Labour leader Keir Starmer said in January 2023 that a Labour government would repeal the legislation. The Employment Rights Bill was introduced to the House of Commons on 10 October 2024, wherein clause 61(3) repealed the Act. This became section 78(3) in the final act.

The Socialist Party called the legislation "a serious attack on the right to strike" which would "[force] unions to organise their own strike-breaking operations".

The law did not apply to Northern Ireland, prompting Conservative MP Robert Buckland to call for it to do so ahead of a one-day strike planned across several sectors in Northern Ireland on 18 January 2024.

===Employers===
Following the announcement that the train drivers' union, ASLEF, would commence a series of rolling strikes in February 2024, it emerged that the train operators involved would not use the powers given to them under the legislation to enforce a 40% minimum service during strike days. 10 Downing Street expressed its disappointment that the legislation would not be utilised.

===Unions===
Mick Lynch, general secretary of the RMT, said in a speech to the Trades Union Congress (TUC) congress that "meek compliance with this legislation is the road to oblivion for this movement", supporting union non-compliance.
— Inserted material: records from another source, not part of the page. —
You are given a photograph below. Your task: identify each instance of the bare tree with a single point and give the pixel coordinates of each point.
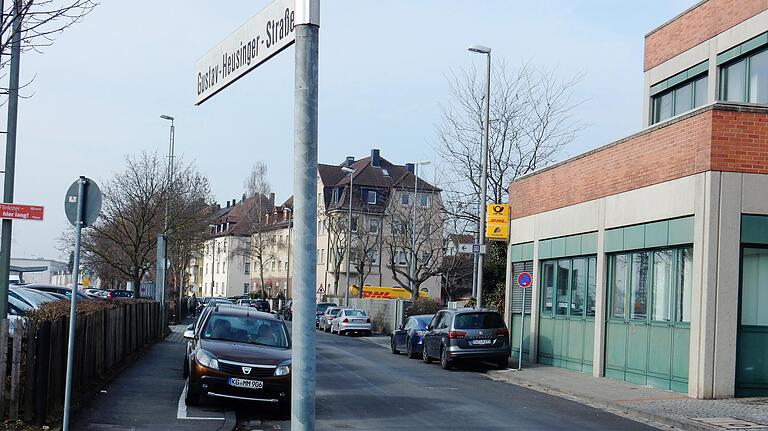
(40, 22)
(415, 252)
(123, 240)
(336, 223)
(531, 120)
(261, 249)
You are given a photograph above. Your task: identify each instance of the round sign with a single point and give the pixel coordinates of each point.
(91, 202)
(524, 279)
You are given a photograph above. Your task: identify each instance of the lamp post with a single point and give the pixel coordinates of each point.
(484, 174)
(413, 232)
(288, 260)
(351, 173)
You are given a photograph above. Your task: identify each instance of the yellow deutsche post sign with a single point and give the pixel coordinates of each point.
(497, 221)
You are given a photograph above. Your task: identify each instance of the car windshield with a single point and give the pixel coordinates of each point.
(477, 321)
(246, 329)
(355, 313)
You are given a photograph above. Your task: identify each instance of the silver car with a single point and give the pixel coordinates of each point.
(352, 320)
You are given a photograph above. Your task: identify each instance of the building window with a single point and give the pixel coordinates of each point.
(371, 197)
(677, 100)
(424, 200)
(373, 226)
(658, 284)
(746, 79)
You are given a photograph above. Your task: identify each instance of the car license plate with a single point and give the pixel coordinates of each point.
(244, 383)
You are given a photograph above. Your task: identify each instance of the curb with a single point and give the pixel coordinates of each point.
(612, 407)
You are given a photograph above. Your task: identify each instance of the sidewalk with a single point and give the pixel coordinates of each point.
(147, 396)
(662, 407)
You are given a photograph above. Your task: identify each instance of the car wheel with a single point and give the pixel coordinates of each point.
(191, 398)
(503, 363)
(445, 361)
(409, 349)
(425, 356)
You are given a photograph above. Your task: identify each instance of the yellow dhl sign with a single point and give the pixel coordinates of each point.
(379, 292)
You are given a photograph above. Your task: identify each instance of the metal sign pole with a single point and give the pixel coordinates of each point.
(522, 334)
(305, 215)
(73, 304)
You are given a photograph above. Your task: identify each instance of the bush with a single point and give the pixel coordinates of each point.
(424, 306)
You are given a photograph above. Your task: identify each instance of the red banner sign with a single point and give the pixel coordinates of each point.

Matt Wrack, general secretary of the FBU, wrote in a Tribune article that the bill would "effectively abolish the right to strike", compared it to the anti-union Industrial Relations Act 1971, and called for "a cross-union campaign of non-compliance" to defeat the legislation. In September 2023, TUC delegates voted unanimously to oppose the legislation "up to and including a strategy of non-compliance".

Daniel Kebede, general secretary of the National Education Union (NEU), said the union would strike to force closures at any schools that sacked NEU members under the legislation. Jo Grady, general secretary of the University and College Union, called the legislation "a spiteful attack on workers everywhere".

Oxford University Student Union released a statement opposing the act and any attempts to enforce minimum service levels by Oxford University.

===Other organisations===
A Socialist Worker editorial said that unions "did not do enough to resist the bill" and called on workers to "be ready to defy anti-union laws – and defy union leaders too if required".